With the closing of Bob Slate Stationer, the owners of this Church Street building in Harvard Square would have two spaces to fill. The Harvard Square Cafe shut its doors months ago.

Potential buyers have come forward for the venerable Bob Slate Stationer stores in Porter and Harvard squares, sales agent Walter Huskins said Monday.

Closing the business, which has been in Cambridge for 78 years, has been called a tragedy by customers, but the brothers running the three sites have been trying to sell to “the right buyer” since October 2009 without success.

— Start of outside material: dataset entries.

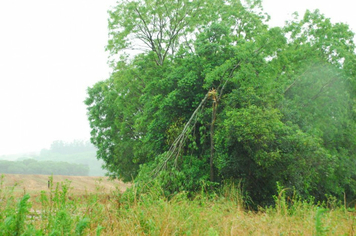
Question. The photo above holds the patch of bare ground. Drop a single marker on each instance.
(78, 184)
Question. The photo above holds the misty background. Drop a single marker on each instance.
(51, 51)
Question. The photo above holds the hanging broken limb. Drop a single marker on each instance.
(175, 149)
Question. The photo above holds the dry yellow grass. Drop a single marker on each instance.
(79, 184)
(103, 205)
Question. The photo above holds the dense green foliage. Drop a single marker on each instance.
(217, 95)
(31, 166)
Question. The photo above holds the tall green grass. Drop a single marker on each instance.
(60, 211)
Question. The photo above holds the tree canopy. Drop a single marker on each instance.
(216, 94)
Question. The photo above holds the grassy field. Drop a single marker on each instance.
(78, 184)
(88, 206)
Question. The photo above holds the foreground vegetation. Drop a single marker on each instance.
(60, 211)
(217, 94)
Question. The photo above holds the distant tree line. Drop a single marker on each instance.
(31, 166)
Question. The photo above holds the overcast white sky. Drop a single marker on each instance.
(51, 51)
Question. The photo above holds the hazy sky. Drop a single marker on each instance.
(51, 51)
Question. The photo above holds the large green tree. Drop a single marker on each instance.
(217, 95)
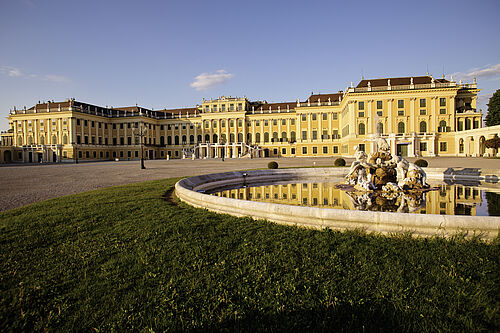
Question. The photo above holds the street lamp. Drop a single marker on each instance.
(142, 131)
(76, 152)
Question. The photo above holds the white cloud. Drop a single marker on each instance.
(55, 78)
(486, 72)
(16, 72)
(10, 71)
(206, 81)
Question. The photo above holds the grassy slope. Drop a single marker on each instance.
(123, 258)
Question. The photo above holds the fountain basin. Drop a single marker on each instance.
(193, 191)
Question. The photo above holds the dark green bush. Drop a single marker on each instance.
(339, 162)
(272, 165)
(421, 163)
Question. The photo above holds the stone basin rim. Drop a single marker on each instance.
(187, 190)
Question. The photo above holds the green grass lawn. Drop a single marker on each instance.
(123, 258)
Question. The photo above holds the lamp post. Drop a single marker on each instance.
(141, 131)
(76, 152)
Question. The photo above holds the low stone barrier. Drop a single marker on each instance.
(190, 190)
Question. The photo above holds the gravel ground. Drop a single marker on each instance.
(25, 184)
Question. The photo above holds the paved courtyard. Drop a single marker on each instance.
(25, 184)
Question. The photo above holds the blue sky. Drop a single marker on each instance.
(175, 53)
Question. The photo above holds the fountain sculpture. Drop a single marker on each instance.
(382, 181)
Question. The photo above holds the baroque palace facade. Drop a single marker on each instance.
(418, 116)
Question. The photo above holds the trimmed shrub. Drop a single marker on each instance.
(421, 163)
(272, 165)
(339, 162)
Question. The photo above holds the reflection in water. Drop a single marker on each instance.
(446, 200)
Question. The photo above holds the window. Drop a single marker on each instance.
(380, 128)
(423, 127)
(361, 129)
(401, 127)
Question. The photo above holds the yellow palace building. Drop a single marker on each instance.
(418, 116)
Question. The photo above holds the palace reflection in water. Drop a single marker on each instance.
(445, 199)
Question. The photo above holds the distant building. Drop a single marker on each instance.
(418, 116)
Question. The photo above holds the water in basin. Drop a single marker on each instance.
(454, 199)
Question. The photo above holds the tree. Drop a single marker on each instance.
(493, 116)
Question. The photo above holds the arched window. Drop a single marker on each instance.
(423, 127)
(361, 129)
(380, 128)
(442, 125)
(401, 127)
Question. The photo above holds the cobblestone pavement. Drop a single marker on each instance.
(25, 184)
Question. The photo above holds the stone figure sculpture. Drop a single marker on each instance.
(383, 171)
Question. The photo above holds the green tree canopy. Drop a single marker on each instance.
(493, 116)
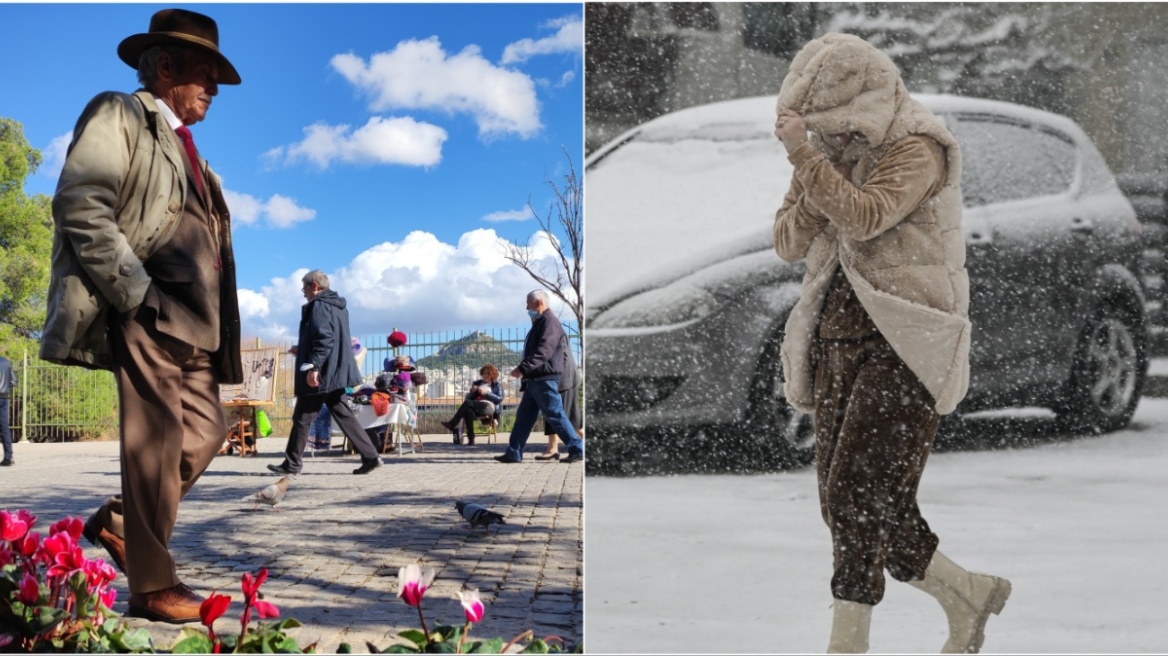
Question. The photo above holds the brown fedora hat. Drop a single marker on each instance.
(181, 27)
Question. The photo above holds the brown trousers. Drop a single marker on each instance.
(874, 427)
(172, 427)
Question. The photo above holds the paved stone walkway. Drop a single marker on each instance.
(334, 549)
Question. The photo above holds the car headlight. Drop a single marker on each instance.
(667, 306)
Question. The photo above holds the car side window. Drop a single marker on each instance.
(1009, 160)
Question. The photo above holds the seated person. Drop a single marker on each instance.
(484, 399)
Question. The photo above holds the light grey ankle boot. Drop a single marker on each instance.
(849, 627)
(967, 598)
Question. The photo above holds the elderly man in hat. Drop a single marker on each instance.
(143, 284)
(325, 367)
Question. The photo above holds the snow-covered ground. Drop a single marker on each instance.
(741, 564)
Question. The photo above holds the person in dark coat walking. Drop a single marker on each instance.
(324, 367)
(569, 391)
(7, 382)
(541, 368)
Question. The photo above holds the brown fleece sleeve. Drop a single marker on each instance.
(905, 176)
(794, 224)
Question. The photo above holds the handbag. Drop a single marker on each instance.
(263, 424)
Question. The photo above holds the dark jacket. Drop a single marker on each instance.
(325, 344)
(495, 396)
(7, 378)
(543, 349)
(569, 378)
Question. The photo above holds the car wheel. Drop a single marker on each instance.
(1107, 374)
(780, 435)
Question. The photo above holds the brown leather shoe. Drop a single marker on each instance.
(99, 536)
(175, 605)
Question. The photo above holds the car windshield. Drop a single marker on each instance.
(675, 195)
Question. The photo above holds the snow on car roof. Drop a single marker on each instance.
(702, 183)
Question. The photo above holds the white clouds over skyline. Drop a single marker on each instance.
(278, 210)
(421, 75)
(569, 37)
(509, 215)
(381, 140)
(417, 285)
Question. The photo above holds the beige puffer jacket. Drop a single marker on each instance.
(905, 259)
(118, 201)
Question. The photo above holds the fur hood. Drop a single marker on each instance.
(840, 83)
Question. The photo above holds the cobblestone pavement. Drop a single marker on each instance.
(334, 549)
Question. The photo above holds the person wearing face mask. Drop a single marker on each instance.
(877, 346)
(541, 368)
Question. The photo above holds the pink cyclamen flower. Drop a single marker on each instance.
(213, 608)
(98, 573)
(65, 556)
(266, 609)
(472, 605)
(12, 525)
(29, 590)
(251, 585)
(412, 584)
(28, 545)
(71, 525)
(26, 517)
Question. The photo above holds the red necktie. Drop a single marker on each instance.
(188, 145)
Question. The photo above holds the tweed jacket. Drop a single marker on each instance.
(119, 199)
(903, 255)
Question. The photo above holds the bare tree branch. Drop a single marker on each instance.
(565, 277)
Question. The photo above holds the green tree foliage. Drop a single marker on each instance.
(26, 241)
(63, 402)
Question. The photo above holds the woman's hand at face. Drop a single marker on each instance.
(791, 130)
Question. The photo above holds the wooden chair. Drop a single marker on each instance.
(405, 425)
(241, 434)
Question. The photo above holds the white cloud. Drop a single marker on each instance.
(509, 215)
(419, 75)
(381, 140)
(569, 37)
(417, 285)
(280, 211)
(55, 155)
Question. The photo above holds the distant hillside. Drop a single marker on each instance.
(473, 350)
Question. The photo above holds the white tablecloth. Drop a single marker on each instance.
(398, 413)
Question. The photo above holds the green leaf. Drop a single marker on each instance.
(493, 646)
(398, 648)
(47, 620)
(416, 636)
(536, 647)
(195, 643)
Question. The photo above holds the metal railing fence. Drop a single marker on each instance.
(57, 403)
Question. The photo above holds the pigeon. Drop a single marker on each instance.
(271, 495)
(478, 515)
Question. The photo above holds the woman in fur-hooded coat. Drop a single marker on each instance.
(908, 269)
(877, 346)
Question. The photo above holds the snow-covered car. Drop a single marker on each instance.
(687, 299)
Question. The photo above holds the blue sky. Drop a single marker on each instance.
(388, 145)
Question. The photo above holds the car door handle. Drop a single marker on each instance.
(980, 238)
(1082, 225)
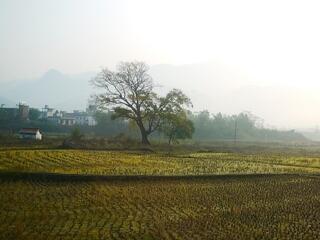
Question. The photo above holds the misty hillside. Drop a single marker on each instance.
(53, 88)
(214, 86)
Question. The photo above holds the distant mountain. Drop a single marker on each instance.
(6, 102)
(54, 88)
(214, 86)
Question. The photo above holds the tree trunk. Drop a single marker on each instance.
(144, 138)
(144, 135)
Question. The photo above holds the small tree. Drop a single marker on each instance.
(177, 126)
(129, 93)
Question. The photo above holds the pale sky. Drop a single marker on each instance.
(277, 43)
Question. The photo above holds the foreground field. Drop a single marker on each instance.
(74, 194)
(133, 163)
(225, 207)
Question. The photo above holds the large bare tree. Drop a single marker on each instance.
(128, 91)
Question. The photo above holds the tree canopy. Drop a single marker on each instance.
(129, 92)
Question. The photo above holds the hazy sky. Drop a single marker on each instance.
(276, 43)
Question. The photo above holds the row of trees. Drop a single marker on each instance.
(129, 93)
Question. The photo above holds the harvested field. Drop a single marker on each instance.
(211, 207)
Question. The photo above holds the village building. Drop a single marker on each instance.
(30, 133)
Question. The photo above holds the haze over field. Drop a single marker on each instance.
(228, 56)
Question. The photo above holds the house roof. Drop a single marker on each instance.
(29, 130)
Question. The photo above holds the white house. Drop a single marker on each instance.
(30, 133)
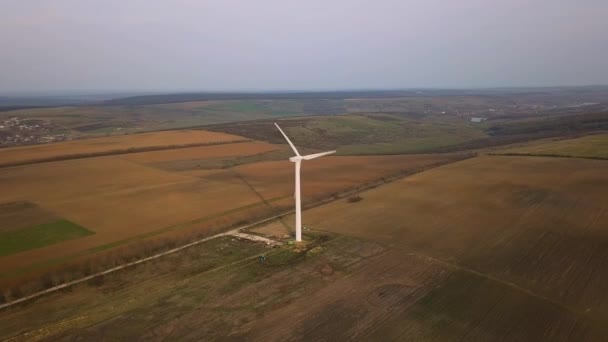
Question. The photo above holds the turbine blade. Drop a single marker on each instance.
(317, 155)
(289, 141)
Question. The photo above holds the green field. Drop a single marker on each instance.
(40, 235)
(592, 146)
(365, 134)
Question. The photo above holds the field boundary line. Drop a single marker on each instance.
(370, 186)
(545, 155)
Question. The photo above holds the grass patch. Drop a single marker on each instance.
(592, 146)
(39, 236)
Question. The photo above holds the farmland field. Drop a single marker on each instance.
(535, 222)
(171, 192)
(111, 145)
(359, 134)
(592, 146)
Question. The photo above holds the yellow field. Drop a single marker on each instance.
(591, 146)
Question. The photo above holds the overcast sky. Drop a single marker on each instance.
(154, 45)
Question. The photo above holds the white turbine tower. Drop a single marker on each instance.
(297, 159)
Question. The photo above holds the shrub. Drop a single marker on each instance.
(354, 199)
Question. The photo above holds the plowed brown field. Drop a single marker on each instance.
(538, 223)
(123, 198)
(107, 145)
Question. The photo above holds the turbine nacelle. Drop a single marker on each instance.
(297, 159)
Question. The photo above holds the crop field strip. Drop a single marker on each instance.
(107, 146)
(592, 146)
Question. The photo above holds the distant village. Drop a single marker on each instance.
(19, 131)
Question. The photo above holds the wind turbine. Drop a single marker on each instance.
(297, 159)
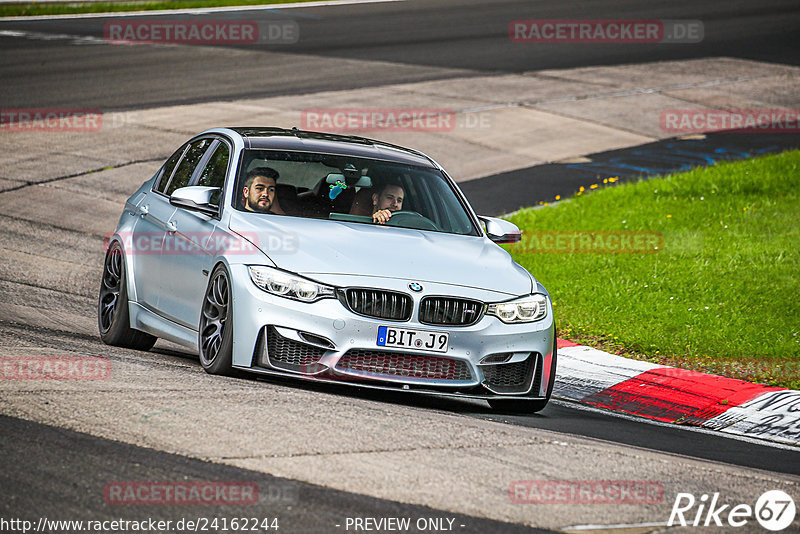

The Boston Globe reported late last week that Justin and Mallory Slate talked with four potential buyers in that time but that they deemed the bidders “inadequate” to take care of the business and its 29 employees.

Reports of the closing, first in Cambridge Day and then in the Globe, brought forward two people over the weekend “interested in riding in as white knights,” Huskins said from the offices of Ridge Hill Partners Inc. in Needham.

“We’re getting them the necessary information,” Huskins said, including a price he wouldn’t disclose and details about the stores, each of which are about 2,500 square feet but only one of which, the one at 1975 Massachusetts Ave., is owned by the brothers. A possible complication is that the two Harvard Square stores, at 63 Church St. and 1288 Massachusetts Ave., have expired leases and landlords already looking for replacement tenants.

Harvard Square real estate can move slowly, though. The Lee’s Sandwich Shop space, next door to a Bob Slate’s at 61 Church St., remains unoccupied even though the sandwich shop (later called the Harvard Square Cafe) has been closed for months.

The drop-dead date for a Bob Slate’s deal is still several weeks away though, on March 21. That’s when the doors will close for the last time, Huskins said.

In the meantime, a close-out sale begins in about two weeks, the Globe said.